1- The determination and the representation of the gravity field of the earth are some of the most important topics of physical geodesy. Traditionally in satellite gravity recovery problems the global gravity field of the earth is modeled as a series expansion in terms of spherical harmonics. Since the Earth’s gravity field shows heterogeneous structures over the globe, a multi-resolution representation is an appropriate candidate for an alternative spatial modeling.2- Spherical Harmonics are mostly used in global geodetic application, because they are simple and the surface of Earth is a nearly a sphere.
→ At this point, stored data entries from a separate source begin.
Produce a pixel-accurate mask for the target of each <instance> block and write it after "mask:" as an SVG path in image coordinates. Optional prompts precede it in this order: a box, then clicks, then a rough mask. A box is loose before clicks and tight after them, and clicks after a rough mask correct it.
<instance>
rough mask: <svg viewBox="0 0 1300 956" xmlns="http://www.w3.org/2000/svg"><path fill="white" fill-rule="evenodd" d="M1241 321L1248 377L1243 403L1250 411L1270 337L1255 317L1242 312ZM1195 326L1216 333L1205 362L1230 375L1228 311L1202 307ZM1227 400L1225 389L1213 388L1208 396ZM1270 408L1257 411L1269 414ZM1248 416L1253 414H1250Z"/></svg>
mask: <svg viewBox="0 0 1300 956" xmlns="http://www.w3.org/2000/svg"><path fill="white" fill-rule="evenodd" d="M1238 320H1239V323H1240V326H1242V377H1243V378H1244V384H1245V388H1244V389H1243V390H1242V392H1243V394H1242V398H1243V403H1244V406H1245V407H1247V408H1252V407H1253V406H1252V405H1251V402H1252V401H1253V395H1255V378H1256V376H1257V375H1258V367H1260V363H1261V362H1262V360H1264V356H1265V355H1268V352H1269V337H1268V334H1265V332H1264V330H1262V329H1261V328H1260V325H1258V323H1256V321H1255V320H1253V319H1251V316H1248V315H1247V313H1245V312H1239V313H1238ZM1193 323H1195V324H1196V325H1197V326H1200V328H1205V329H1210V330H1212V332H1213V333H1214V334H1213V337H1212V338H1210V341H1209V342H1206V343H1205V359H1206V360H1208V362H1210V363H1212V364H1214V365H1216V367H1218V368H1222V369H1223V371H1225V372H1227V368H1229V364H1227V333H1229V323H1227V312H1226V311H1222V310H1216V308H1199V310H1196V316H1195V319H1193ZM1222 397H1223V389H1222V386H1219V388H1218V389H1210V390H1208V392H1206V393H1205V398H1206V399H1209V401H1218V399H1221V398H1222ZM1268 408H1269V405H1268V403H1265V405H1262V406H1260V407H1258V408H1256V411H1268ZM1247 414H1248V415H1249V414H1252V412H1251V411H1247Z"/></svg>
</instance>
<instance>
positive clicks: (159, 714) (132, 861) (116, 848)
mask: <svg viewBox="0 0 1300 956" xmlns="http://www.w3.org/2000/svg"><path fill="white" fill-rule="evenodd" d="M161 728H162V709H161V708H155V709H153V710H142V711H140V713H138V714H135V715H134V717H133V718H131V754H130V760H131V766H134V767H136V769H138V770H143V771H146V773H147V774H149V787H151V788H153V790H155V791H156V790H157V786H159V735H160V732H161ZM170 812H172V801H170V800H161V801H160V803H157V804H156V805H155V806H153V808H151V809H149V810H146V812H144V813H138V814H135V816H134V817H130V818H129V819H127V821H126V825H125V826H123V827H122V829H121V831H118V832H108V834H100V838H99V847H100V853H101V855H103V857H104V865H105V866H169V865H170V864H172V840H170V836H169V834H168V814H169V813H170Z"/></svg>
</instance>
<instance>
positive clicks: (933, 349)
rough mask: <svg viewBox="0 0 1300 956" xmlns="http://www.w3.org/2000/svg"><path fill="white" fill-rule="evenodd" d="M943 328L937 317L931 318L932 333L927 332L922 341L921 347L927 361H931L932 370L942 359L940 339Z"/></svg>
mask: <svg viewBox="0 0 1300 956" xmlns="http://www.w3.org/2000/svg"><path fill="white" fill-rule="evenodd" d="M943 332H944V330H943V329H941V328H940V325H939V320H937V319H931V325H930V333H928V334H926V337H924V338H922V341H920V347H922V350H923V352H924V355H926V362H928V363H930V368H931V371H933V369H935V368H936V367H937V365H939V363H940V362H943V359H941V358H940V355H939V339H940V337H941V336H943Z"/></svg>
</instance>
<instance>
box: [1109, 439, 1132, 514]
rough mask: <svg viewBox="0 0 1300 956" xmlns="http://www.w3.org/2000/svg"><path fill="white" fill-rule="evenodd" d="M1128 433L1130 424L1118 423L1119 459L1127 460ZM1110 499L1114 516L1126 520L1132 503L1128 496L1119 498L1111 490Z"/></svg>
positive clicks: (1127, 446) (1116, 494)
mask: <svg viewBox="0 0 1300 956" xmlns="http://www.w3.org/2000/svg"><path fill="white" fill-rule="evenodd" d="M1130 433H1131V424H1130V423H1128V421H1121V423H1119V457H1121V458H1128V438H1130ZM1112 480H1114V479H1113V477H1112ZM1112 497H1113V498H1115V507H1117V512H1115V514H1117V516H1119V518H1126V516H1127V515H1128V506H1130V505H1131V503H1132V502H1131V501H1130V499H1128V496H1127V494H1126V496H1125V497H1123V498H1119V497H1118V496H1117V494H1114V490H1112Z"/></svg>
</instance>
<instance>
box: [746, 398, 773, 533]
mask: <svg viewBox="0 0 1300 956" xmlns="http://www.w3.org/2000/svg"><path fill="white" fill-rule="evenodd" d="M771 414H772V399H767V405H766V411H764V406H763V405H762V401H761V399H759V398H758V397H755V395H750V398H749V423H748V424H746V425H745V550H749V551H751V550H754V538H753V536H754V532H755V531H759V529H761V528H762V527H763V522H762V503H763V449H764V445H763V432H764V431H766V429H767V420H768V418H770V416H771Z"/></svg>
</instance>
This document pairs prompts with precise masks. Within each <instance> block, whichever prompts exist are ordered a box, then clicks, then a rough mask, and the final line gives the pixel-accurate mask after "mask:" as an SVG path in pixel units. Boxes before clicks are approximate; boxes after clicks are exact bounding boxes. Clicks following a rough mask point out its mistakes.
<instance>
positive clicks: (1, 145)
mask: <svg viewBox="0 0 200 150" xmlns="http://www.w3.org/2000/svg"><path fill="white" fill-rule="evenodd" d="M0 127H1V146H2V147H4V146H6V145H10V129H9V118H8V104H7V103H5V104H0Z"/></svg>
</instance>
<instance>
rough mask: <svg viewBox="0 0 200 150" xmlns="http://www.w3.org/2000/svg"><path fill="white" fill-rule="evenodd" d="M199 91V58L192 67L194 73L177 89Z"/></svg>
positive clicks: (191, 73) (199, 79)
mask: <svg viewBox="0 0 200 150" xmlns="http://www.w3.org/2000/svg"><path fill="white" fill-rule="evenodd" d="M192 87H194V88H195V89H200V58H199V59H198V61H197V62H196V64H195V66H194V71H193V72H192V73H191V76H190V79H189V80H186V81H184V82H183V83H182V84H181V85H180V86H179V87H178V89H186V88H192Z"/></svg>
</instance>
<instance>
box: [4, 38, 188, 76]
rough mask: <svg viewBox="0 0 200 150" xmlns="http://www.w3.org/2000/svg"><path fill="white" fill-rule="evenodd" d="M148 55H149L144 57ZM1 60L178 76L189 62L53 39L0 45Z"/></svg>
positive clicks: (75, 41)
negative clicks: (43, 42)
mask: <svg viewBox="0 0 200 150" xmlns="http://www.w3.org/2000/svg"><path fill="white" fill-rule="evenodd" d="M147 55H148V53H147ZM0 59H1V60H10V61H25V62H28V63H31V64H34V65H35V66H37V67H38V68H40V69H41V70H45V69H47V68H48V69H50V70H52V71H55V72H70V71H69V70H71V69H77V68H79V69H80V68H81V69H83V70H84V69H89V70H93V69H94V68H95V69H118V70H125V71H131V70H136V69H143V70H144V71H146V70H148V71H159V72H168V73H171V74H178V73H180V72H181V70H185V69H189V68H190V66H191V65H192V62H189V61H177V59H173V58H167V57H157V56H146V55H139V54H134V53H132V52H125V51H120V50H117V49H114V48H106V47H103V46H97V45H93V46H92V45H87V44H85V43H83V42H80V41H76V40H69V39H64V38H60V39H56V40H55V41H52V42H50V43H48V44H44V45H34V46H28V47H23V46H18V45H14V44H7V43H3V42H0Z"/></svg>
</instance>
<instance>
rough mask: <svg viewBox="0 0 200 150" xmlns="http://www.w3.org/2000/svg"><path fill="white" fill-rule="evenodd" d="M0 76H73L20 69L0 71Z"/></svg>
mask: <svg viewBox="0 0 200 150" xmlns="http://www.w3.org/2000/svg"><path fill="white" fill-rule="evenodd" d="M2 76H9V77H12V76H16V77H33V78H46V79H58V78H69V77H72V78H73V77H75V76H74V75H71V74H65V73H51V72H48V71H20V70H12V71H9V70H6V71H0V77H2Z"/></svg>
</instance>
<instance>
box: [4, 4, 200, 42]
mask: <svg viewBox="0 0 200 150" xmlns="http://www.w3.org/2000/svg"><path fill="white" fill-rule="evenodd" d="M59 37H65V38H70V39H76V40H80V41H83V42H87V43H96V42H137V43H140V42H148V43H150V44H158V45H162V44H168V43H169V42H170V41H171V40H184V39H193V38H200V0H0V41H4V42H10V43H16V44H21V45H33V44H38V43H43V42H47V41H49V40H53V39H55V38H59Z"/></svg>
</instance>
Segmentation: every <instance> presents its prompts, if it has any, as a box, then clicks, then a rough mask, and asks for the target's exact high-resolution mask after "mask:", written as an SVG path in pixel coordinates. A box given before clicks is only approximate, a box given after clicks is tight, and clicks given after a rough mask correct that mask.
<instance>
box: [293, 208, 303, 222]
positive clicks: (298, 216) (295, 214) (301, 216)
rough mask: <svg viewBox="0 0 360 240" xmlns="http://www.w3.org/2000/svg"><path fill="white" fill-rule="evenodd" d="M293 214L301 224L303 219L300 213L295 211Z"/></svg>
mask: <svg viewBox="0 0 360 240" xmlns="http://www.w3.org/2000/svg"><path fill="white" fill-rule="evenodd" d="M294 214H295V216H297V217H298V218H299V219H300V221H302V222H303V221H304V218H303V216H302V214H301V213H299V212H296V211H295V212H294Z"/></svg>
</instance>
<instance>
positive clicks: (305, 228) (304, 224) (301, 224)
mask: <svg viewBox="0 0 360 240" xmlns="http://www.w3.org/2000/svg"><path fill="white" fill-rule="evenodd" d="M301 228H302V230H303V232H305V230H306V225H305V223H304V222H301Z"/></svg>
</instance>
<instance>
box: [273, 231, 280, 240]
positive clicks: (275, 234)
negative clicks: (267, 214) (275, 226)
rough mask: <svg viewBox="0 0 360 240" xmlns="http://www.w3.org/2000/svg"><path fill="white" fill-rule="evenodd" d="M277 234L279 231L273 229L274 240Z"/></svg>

However, an ellipsoid of rotation, i.e., a spheroid, means a better approximation of the Earth’s shape. Consequently, ellipsoidal harmonics are more appropriate than spherical harmonics to model the gravity field of the Earth. However, the computation of the coefficients of a series expansion for the geopotential in terms of both, spherical or ellipsoidal harmonics, requires preferably homogeneous distributed global data sets.3- Applying scaling and wavelet functions as spherical base functions a multi-resolution representation can be established. Scaling and wavelet functions are characterized by the ability to localize both in the spatial and in the frequency domain. Thus, regional or even local structures of the Gravity field can be modeled by means of an appropriate wavelet expansion. To be more specific, the application of the wavelet transform allows the decomposition of a given data set into a certain number of frequency – dependent detail signals.we treat in this report the ellipsoidal wavelet theory to model the Earth’s geopotential.4- Modern satellite Gravity missions such as the Gravity recovery And Climate Experiment (GRACE) allow the determination of spatio-temporal, I.e., four-dimensional Gravity fields.In the last part of this report we outline regional spatio-temporal ellipsoidal modeling. To be more specific, we represent the time-dependent part of our ellipsoidal (spatial) wavelet model by series expansions in terms of one-dimensional B-spline functions. Thus, our concept allows to establish a four-dimensional multi-resolution representation of the Gravity field by applying the tensor product technique.